Insofern gehe er davon aus, dass der Druck der heimischen Wirtschaft oder der Bevölkerung auf den Kreml zu einem Kurswechsel in der Ukraine vorerst gering sei.

Eingeschränkter Technologiezugang

Demarais, Autor eines Buches über die globalen Auswirkungen der US-Sanktionen, wiederholte, dass der bedeutendste langfristige Schaden aus Russlands nachlassendem Zugang zu Technologie und Fachwissen erwachsen werde, was wiederum zu einem allmählichen Verlust seiner wichtigsten wirtschaftlichen Cash-Cow – dem Energiesektor – führen werde .

Das Ziel des Sanktionsangriffs, erklärte sie, sei nicht ein vielbeschworener „Zusammenbruch der russischen Wirtschaft“ oder ein Regimewechsel, sondern die langsame und allmähliche Erschöpfung der Fähigkeit Russlands, in der Ukraine einen Krieg aus finanzieller und technologischer Sicht zu führen.

„Die Technologiekluft, insbesondere jene Sektoren der Wirtschaft, die auf den Zugang zu westlicher Technologie oder westlichem Know-how angewiesen sind, wird sich in vielen Bereichen definitiv verringern und die Kluft zwischen ihnen und dem Rest der Welt wird größer“, sagte Weafer .

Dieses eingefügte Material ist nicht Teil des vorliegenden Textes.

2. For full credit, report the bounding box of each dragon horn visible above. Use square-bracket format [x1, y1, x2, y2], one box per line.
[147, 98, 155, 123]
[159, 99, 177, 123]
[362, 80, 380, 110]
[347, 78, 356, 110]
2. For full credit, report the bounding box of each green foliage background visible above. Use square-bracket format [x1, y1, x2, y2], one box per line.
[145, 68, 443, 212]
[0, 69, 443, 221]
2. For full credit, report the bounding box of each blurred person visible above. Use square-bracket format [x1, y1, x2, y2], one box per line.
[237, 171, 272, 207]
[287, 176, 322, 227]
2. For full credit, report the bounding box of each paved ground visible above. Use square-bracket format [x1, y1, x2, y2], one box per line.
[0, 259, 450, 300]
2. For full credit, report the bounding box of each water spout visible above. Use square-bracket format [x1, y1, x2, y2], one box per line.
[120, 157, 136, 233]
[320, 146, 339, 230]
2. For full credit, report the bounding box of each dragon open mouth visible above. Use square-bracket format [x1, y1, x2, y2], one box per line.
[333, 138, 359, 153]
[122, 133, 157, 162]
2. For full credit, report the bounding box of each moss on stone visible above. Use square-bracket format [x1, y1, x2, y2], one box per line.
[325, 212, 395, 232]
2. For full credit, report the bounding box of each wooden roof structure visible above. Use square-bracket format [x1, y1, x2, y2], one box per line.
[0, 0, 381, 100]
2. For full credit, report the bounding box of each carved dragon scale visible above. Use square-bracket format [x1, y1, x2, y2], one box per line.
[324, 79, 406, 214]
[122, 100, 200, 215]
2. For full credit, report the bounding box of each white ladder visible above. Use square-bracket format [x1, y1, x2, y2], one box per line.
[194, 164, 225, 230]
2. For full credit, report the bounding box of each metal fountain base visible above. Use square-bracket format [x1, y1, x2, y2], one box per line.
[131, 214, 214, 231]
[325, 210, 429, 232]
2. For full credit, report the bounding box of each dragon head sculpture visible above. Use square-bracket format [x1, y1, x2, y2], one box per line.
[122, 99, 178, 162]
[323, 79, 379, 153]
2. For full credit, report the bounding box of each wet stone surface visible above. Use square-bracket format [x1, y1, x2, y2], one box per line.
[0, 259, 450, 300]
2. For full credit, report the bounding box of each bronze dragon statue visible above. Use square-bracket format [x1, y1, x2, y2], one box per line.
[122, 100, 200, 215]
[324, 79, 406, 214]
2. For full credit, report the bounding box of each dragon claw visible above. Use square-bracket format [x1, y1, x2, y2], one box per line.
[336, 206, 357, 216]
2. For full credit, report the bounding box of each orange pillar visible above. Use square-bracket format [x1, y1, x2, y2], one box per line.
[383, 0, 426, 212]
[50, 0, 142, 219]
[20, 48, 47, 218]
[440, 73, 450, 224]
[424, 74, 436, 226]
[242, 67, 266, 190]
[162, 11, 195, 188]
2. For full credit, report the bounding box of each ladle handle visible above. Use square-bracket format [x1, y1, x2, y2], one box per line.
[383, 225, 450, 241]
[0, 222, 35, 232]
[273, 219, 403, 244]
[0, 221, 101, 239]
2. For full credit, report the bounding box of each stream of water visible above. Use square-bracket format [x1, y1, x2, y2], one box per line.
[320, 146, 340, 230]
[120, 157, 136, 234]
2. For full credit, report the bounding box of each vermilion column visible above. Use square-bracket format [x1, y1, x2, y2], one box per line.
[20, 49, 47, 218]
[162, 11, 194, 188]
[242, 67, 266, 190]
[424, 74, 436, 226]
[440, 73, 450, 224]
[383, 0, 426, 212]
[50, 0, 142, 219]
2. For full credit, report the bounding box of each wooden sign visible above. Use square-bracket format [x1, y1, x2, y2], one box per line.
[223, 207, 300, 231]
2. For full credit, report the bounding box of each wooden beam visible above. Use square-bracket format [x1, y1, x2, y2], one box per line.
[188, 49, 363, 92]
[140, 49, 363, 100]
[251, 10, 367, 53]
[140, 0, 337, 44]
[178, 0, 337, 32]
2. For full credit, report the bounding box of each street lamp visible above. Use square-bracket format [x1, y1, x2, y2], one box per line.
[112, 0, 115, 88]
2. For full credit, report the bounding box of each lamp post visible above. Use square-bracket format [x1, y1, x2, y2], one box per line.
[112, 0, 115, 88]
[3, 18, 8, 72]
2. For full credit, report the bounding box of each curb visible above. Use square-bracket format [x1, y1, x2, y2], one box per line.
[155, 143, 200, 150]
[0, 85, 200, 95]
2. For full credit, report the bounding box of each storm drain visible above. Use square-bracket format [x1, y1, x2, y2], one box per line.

Die russische Regierung hat zusammen mit Unternehmen in sogenannten befreundeten Ländern ein Programm zur Lokalisierung und Importsubstitution gestartet, um in den nächsten Jahren schließlich eine neue technologische Infrastruktur zu schaffen.

„Sogar die Optimisten sagen, dass das wahrscheinlich das Ende des Jahrzehnts ist, bevor das getan werden kann, es ist keine schnelle Lösung“, erklärte Weafer.

„Ich denke, sogar Regierungsminister sagen, bis Sie alles mit Schulung und Ausbildung, Einrichtungen usw. eingerichtet haben, ist es ein Programm von mindestens fünf Jahren, und es sind wahrscheinlich eher sieben oder acht Jahre, bevor Sie anfangen können, Engagement zu zeigen, wenn Du machst es richtig.“

Ein Sprecher des russischen Finanzministeriums war auf Anfrage von CNBC nicht sofort für eine Stellungnahme erreichbar.